We are proud to contribute to innovative researchers like Dr. Press and look forward to advancing lung disease treatments and care.

We are also proud to have had, for the first time, two research abstracts in the areas of asthma and tobacco cessation accepted for the 2013 American Public Health Association National Conference.

8. Cook County tobacco tax increase to save lives

One of the most successful ways to decrease youth smoking rates is to increase the price of cigarettes. This year, Respiratory Health Association worked with Cook County Board President Toni Preckwinkle in her successful effort to increase the county tobacco tax by $1 per pack. Our staff met with elected officials, recruited supporters and testified at multiple hearings. This action is expected to keep 18,000 young people from becoming smokers.

The healthcare impact of smoking in Illinois is estimated at more than $5 billion per year, which is the equivalent of more than $8 per pack of cigarettes sold in the state. The new tax increase will not only discourage youth smoking; it also will help the County re-coup a portion of the County's costs of treating tobacco-related illness in Cook County.

9. Healthy Lungs Initiative extended

This was a banner year for our Healthy Lungs Initiative, a program we implement in partnership with Cook County Health and Hospital Systems.
This year alone, our team of educators has had more than:

  • 4,785 asthma/COPD one-on-one educational sessions.
  • 22,071 tobacco interviews.
  • More than 6,404 smoking cessation counseling sessions.
  • 250 interactions with smokers in Cook County.

In December 2012, Cook County Health and Hospital Systems extended the Healthy Lungs Initiative to December 2014, which means our lung health educators can continue to provide asthma and COPD education, smoking cessation and respiratory health support for the residents of Cook County.

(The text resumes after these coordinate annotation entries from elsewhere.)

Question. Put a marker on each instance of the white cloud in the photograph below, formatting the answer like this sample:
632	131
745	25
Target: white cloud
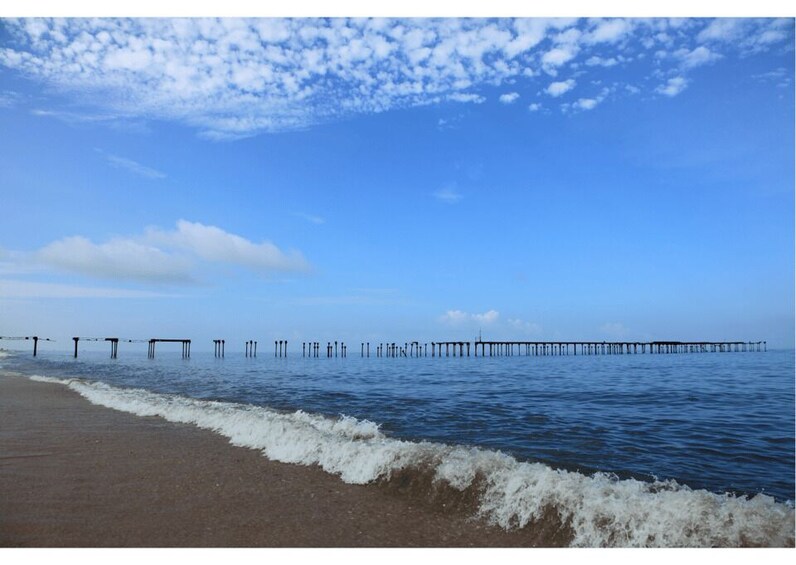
231	78
614	330
459	318
697	57
218	246
18	289
556	89
132	166
311	218
121	259
509	97
448	195
559	55
9	99
462	97
596	61
525	327
161	256
609	31
722	29
586	103
673	86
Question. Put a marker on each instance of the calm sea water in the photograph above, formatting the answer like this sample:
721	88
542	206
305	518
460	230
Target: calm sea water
717	421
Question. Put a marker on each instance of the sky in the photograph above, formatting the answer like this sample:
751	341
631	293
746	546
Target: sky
397	179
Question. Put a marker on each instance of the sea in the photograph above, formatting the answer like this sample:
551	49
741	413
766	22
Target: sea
627	450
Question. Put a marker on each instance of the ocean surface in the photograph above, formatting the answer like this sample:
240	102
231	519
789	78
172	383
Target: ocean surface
639	449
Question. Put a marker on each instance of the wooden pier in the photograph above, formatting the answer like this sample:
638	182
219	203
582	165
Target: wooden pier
34	338
477	348
114	341
186	346
481	348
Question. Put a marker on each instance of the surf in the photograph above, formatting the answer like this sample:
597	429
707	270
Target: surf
598	510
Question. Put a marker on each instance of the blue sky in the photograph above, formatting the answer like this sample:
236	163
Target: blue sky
372	180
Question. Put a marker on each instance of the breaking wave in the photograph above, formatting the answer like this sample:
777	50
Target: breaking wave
569	508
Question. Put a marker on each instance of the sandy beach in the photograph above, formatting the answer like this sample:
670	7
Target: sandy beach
73	474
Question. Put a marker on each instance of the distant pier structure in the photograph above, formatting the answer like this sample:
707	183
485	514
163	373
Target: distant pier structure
35	339
477	348
114	341
186	346
480	348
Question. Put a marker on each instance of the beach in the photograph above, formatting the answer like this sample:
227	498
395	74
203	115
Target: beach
73	474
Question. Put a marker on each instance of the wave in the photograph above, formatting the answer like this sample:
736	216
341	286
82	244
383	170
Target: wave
556	507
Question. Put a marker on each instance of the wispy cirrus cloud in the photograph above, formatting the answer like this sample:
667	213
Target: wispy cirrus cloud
460	318
311	218
232	78
673	86
448	195
558	88
18	289
174	256
132	166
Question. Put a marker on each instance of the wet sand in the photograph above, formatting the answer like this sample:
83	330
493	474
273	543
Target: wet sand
73	474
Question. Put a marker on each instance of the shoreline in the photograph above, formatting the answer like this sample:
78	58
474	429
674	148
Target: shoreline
73	474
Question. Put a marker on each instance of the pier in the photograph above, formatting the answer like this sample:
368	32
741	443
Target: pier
477	348
186	346
34	338
114	341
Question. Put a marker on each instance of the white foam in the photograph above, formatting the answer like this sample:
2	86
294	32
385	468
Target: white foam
602	510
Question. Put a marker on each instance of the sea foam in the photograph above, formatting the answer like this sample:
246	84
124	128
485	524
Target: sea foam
597	510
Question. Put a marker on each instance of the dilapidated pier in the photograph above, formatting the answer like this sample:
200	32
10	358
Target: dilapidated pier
35	339
481	348
186	346
477	348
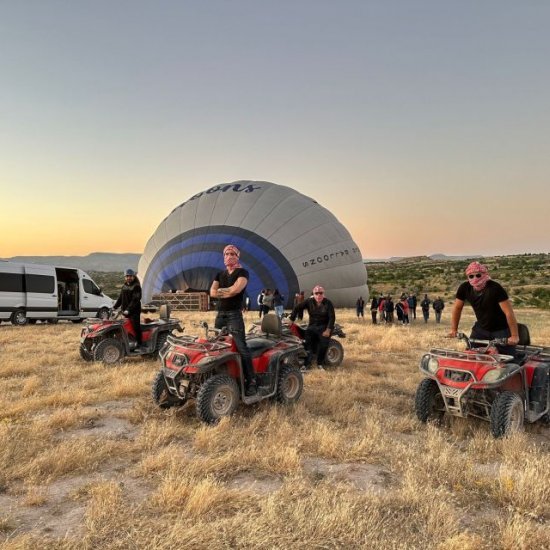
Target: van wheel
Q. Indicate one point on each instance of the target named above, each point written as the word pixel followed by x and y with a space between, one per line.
pixel 19 318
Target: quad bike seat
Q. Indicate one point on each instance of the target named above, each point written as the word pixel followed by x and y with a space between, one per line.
pixel 271 325
pixel 258 345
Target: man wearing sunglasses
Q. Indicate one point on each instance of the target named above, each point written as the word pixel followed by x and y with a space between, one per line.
pixel 321 323
pixel 229 287
pixel 495 316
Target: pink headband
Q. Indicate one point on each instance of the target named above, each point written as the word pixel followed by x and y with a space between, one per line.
pixel 232 248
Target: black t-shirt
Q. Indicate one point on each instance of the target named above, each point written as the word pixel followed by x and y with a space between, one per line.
pixel 227 279
pixel 486 304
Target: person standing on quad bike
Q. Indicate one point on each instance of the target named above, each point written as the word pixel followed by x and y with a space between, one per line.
pixel 321 323
pixel 495 317
pixel 228 287
pixel 129 302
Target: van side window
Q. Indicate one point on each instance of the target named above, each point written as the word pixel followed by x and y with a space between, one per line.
pixel 11 282
pixel 90 287
pixel 43 284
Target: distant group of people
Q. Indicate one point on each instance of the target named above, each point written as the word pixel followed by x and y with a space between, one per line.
pixel 384 310
pixel 270 300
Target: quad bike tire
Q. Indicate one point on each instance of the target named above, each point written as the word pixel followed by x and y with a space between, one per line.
pixel 507 414
pixel 19 318
pixel 161 340
pixel 289 385
pixel 86 354
pixel 103 314
pixel 160 394
pixel 335 354
pixel 110 351
pixel 429 403
pixel 216 398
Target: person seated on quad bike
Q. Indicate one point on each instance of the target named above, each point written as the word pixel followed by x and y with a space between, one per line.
pixel 495 316
pixel 321 323
pixel 129 302
pixel 228 287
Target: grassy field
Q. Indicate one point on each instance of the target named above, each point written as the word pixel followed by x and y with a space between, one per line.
pixel 87 460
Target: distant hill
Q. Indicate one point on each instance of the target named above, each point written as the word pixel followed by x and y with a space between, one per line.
pixel 438 257
pixel 97 261
pixel 526 277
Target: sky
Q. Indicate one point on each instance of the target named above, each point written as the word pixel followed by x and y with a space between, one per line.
pixel 423 126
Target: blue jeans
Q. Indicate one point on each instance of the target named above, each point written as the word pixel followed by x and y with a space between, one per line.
pixel 233 320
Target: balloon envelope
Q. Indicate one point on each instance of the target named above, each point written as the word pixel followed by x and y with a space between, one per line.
pixel 287 241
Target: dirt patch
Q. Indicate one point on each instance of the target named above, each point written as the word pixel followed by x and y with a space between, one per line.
pixel 259 486
pixel 365 477
pixel 62 513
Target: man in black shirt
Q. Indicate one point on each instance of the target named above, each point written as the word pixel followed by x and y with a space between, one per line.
pixel 130 303
pixel 228 287
pixel 321 324
pixel 495 317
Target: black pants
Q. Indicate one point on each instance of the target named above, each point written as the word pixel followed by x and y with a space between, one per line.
pixel 233 320
pixel 315 342
pixel 136 324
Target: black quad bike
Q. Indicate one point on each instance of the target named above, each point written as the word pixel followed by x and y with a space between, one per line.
pixel 504 390
pixel 209 370
pixel 110 340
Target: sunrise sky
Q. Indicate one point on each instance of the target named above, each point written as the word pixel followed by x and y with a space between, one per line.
pixel 423 126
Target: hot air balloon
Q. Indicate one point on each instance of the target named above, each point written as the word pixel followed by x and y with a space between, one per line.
pixel 287 241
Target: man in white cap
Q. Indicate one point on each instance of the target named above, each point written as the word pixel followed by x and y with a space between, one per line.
pixel 321 324
pixel 228 288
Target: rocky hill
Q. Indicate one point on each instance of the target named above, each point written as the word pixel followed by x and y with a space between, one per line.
pixel 97 261
pixel 526 277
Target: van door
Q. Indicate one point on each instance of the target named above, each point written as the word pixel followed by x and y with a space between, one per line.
pixel 41 290
pixel 92 300
pixel 12 289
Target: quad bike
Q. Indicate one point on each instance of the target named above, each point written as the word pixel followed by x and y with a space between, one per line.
pixel 209 370
pixel 110 340
pixel 505 390
pixel 335 350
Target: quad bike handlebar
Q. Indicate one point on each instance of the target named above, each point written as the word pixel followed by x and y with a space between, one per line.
pixel 470 341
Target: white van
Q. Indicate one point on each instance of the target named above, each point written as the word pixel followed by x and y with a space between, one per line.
pixel 32 292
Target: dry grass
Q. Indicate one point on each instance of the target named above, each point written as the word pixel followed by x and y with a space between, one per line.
pixel 87 461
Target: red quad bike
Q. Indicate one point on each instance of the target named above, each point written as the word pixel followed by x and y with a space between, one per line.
pixel 209 370
pixel 502 389
pixel 110 340
pixel 335 350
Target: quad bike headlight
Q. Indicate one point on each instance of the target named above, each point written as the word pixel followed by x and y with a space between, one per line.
pixel 496 374
pixel 429 363
pixel 179 360
pixel 433 365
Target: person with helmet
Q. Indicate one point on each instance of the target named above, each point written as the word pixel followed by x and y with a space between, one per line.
pixel 228 288
pixel 321 324
pixel 129 301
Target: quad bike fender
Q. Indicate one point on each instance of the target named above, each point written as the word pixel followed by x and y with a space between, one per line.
pixel 228 363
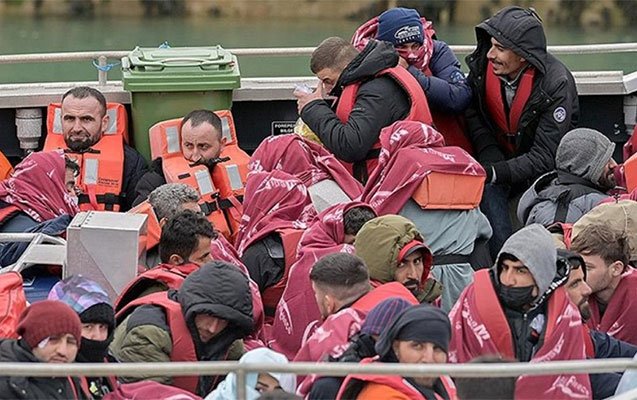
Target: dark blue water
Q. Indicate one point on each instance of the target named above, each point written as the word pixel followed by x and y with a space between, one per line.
pixel 56 34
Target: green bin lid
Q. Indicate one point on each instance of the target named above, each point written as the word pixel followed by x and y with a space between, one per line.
pixel 180 69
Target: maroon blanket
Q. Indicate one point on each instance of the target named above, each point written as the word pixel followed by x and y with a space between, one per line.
pixel 411 150
pixel 38 188
pixel 479 327
pixel 308 161
pixel 273 200
pixel 619 320
pixel 297 312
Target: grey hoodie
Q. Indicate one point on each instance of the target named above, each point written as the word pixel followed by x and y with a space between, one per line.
pixel 533 245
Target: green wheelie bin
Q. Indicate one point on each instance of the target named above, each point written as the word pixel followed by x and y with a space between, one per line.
pixel 170 82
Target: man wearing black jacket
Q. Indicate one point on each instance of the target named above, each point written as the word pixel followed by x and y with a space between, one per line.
pixel 379 101
pixel 525 100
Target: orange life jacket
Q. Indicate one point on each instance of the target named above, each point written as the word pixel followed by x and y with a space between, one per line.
pixel 222 191
pixel 102 166
pixel 419 112
pixel 5 167
pixel 272 295
pixel 153 229
pixel 507 123
pixel 183 348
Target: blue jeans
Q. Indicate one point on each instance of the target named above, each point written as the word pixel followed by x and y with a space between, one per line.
pixel 495 206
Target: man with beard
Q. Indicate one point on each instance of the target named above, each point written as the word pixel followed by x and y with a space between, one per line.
pixel 394 251
pixel 201 143
pixel 611 279
pixel 583 176
pixel 92 304
pixel 110 169
pixel 601 345
pixel 519 310
pixel 344 297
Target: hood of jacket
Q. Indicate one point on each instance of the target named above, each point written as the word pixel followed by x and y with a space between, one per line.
pixel 533 245
pixel 220 289
pixel 375 57
pixel 518 29
pixel 379 241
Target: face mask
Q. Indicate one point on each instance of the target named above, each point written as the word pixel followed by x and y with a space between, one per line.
pixel 516 298
pixel 413 57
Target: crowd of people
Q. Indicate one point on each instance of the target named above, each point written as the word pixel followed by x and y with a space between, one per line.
pixel 436 218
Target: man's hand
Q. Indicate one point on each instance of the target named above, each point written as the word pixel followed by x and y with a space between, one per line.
pixel 402 62
pixel 302 99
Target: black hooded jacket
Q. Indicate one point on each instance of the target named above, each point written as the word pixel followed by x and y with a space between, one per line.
pixel 380 101
pixel 218 289
pixel 551 111
pixel 32 387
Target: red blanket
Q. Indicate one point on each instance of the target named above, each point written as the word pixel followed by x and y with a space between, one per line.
pixel 619 320
pixel 332 337
pixel 479 327
pixel 297 313
pixel 306 160
pixel 273 200
pixel 221 249
pixel 37 187
pixel 409 152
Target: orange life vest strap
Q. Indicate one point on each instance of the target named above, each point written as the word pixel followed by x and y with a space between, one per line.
pixel 507 123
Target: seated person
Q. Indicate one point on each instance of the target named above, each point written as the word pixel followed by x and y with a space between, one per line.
pixel 327 181
pixel 511 304
pixel 611 278
pixel 344 296
pixel 256 383
pixel 583 175
pixel 164 203
pixel 200 321
pixel 599 345
pixel 270 230
pixel 332 231
pixel 360 346
pixel 201 143
pixel 92 304
pixel 50 332
pixel 430 61
pixel 184 246
pixel 394 251
pixel 418 335
pixel 41 188
pixel 439 189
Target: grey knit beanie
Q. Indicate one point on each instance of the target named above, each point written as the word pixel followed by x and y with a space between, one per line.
pixel 584 152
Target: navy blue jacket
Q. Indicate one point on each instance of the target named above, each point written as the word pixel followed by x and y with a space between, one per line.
pixel 606 346
pixel 447 89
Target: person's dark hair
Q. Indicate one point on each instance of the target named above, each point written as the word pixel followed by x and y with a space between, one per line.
pixel 72 165
pixel 500 388
pixel 82 92
pixel 334 53
pixel 355 218
pixel 279 395
pixel 198 117
pixel 600 240
pixel 181 235
pixel 343 275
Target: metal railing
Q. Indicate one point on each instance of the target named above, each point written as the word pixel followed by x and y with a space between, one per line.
pixel 326 369
pixel 103 56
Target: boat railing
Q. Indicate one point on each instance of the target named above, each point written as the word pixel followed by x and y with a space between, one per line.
pixel 101 57
pixel 326 369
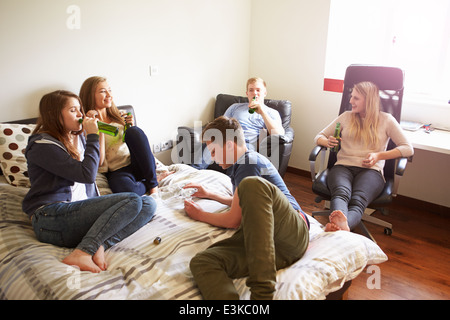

10. Athletes and adventurers support loved ones

The 15th annual Hustle up the Hancock was an enormous success! The February event drew more than 4,000 "hustlers" and 300 teams, who climbed either 52 floors in the CBS2 Half Climb or the full 94 floors of Chicago's iconic John Hancock Center. Almost two thirds of participants climbed in honor or memory of a loved one touched by lung disease, and the event raised more than $1.1 million to support Respiratory Health Association's mission.

At this year's Skyline Plunge! Chicago, more than 150 participants rappelled 27 stories down theWit Hotel. In all, Skyline Plunge! Chicago raised nearly $200,000 this year to support lung disease research and programs.